The announcement by several of the country’s largest medical schemes of above inflationary increases for 2019 has left many already cash-strapped South Africans considering their options when it comes to insuring their health.

One of the key contributors to healthcare inflation is the rise in people suffering from non-communicable diseases (NCD), like heart disease, stroke, cancer, diabetes and chronic respiratory disease. 

According to the World Health Organisation (WHO), 71% of all deaths are caused by NCDs and while this puts pressure on health budgets the world over, it is lower and middle income countries like South Africa who bear the brunt of this burden due to people living longer and the increase in urbanisation and industrialisation.[i] 

As public health budgets become squeezed, so do the resources that should be allocated to preventing and treating these diseases before they become life-threatening, often leaving patients without the care they need.

Stats SA’s General Household Survey, estimates that only 17 in 100 South Africans have medical insurance, affording them access to private healthcare.

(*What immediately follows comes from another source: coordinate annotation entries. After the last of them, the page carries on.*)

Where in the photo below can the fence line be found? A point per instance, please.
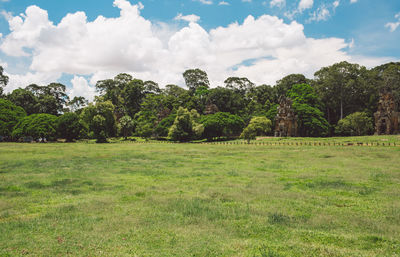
(277, 143)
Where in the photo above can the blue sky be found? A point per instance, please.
(367, 31)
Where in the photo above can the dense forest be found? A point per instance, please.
(340, 100)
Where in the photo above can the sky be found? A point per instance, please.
(78, 43)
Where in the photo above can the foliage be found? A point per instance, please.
(40, 125)
(196, 78)
(126, 125)
(99, 127)
(355, 124)
(186, 126)
(10, 114)
(26, 99)
(221, 124)
(311, 121)
(258, 126)
(3, 80)
(164, 125)
(106, 111)
(69, 126)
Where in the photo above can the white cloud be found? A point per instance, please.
(207, 2)
(305, 4)
(392, 26)
(336, 4)
(278, 3)
(321, 14)
(264, 49)
(81, 87)
(188, 18)
(223, 3)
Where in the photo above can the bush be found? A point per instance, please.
(221, 124)
(186, 126)
(10, 115)
(258, 126)
(356, 124)
(37, 126)
(69, 126)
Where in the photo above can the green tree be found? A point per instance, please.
(77, 103)
(258, 126)
(196, 78)
(164, 125)
(221, 124)
(355, 124)
(285, 84)
(41, 125)
(106, 111)
(99, 127)
(126, 124)
(69, 126)
(3, 80)
(344, 88)
(10, 115)
(311, 121)
(26, 99)
(186, 126)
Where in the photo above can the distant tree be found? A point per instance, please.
(77, 103)
(221, 124)
(164, 125)
(126, 124)
(285, 84)
(311, 121)
(106, 111)
(3, 80)
(196, 78)
(227, 100)
(26, 99)
(258, 126)
(69, 126)
(10, 115)
(241, 85)
(51, 98)
(186, 126)
(99, 128)
(344, 88)
(40, 125)
(355, 124)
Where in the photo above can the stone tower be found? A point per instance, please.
(387, 117)
(286, 120)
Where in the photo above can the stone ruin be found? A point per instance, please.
(387, 117)
(286, 120)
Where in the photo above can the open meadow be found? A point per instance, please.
(158, 199)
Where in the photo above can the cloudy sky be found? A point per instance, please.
(79, 42)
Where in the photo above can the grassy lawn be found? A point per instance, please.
(131, 199)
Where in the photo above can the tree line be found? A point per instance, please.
(340, 100)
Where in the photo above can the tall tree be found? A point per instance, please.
(3, 80)
(344, 89)
(196, 78)
(25, 99)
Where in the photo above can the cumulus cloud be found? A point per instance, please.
(305, 4)
(188, 18)
(207, 2)
(81, 87)
(223, 3)
(264, 49)
(392, 26)
(278, 3)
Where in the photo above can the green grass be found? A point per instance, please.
(132, 199)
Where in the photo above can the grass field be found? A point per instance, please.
(131, 199)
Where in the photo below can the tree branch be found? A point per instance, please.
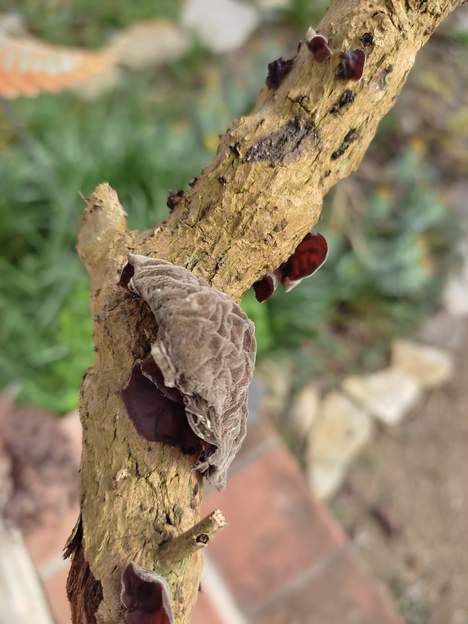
(187, 544)
(246, 213)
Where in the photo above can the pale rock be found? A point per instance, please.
(455, 295)
(339, 432)
(149, 43)
(223, 25)
(276, 376)
(444, 330)
(388, 395)
(95, 86)
(305, 409)
(325, 479)
(428, 365)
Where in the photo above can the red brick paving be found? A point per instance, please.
(204, 612)
(276, 529)
(283, 558)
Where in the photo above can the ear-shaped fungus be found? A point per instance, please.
(264, 288)
(351, 65)
(308, 256)
(145, 597)
(203, 355)
(156, 411)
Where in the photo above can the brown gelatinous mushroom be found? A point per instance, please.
(265, 287)
(307, 258)
(318, 46)
(156, 411)
(145, 597)
(351, 65)
(204, 350)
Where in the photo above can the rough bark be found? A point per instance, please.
(243, 217)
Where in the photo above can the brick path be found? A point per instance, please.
(282, 560)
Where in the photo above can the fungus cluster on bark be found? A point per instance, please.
(307, 258)
(191, 390)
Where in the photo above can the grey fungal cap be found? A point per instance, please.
(205, 347)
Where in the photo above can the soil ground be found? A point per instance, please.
(405, 505)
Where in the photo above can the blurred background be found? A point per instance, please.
(359, 432)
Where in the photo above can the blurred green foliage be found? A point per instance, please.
(86, 22)
(388, 257)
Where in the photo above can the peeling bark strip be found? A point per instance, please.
(134, 492)
(145, 597)
(283, 144)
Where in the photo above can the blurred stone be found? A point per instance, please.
(223, 25)
(428, 365)
(43, 473)
(443, 330)
(273, 5)
(455, 296)
(340, 430)
(304, 410)
(276, 376)
(388, 395)
(149, 43)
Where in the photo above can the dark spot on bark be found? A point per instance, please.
(234, 147)
(158, 411)
(284, 143)
(126, 275)
(382, 80)
(84, 592)
(277, 72)
(347, 97)
(350, 137)
(174, 199)
(367, 39)
(279, 227)
(351, 65)
(318, 46)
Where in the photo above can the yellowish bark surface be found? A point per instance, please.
(244, 216)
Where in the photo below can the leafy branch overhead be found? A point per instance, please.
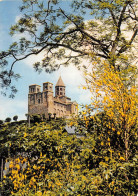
(65, 36)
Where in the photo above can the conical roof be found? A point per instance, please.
(60, 82)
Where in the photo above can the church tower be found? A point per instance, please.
(60, 88)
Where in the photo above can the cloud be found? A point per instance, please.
(12, 107)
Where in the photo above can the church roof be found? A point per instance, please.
(60, 82)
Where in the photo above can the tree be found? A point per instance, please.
(67, 37)
(114, 94)
(8, 119)
(1, 122)
(15, 118)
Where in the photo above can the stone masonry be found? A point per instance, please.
(44, 102)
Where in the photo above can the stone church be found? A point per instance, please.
(45, 102)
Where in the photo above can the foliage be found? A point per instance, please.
(66, 37)
(44, 160)
(8, 119)
(15, 118)
(1, 122)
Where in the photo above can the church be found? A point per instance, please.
(45, 102)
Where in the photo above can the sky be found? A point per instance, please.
(73, 78)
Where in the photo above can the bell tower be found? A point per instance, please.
(60, 88)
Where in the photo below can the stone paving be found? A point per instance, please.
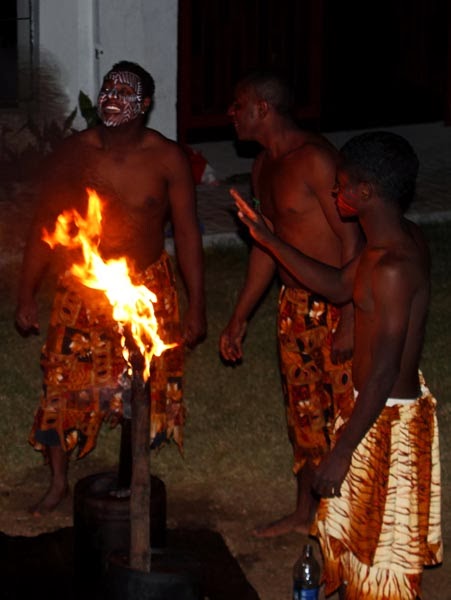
(431, 141)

This means that by far the majority of South Africans are dependent on an over-burdened state sector for their healthcare needs.

Vera Nagtegaal, executive head of Hippo.co.za, says that the recently released White Paper relating to the proposed National Health Insurance provides the promise of a health system based on primary and preventative care where access to quality services will be free at the point of service.[ii]

“Although the NHI provides hope for future access to affordable, quality healthcare, the system is only expected to become a reality in 2022 or beyond.  In the meanwhile, it is important to ensure that you and your family have access to primary and preventative care,” she says.

The Council for Medical Schemes Annual Report shows a decrease in the number of dependent members on open medical schemes.[iii]  This may mean that where a family’s budget does not allow for the entire family to be covered by medical aid they are electing for just the main member to remain on the scheme.

Nagtegaal cautions those who are considering opting out of their medical insurance to think twice about their decision and to rather consider other, lower cost alternatives that will still provide access to private healthcare.

“Buying down to a lower cost option within a medical scheme is one solution. Apart from providing cover for accidents and illnesses requiring hospitalisation, these options must, by law, also provide benefits for 25 of the most common chronic conditions, including high blood pressure, diabetes and heart disease,” she explains.

Medical insurance products provide yet another alternative. These products are often less expensive than medical aids and mostly provide cover for day-to-day healthcare needs, like GP visits, basic dentistry and optometry.

“Although most medical insurance products offer limited hospital cover, they could be a good alternative for accessing day-to-day cover in the private sector, depending on the cover you choose,” Nagtegaal points out.

But, whether you are on a medical scheme and considering your options, or you rely on the state sector and would like access to the private health sector, she says that it is important to be sure to find the cover that adds the most value to you at a premium that fits with your budget.

“Secondly, help yourself and your family to minimise the risk of chronic disease by following a healthy lifestyle” she adds.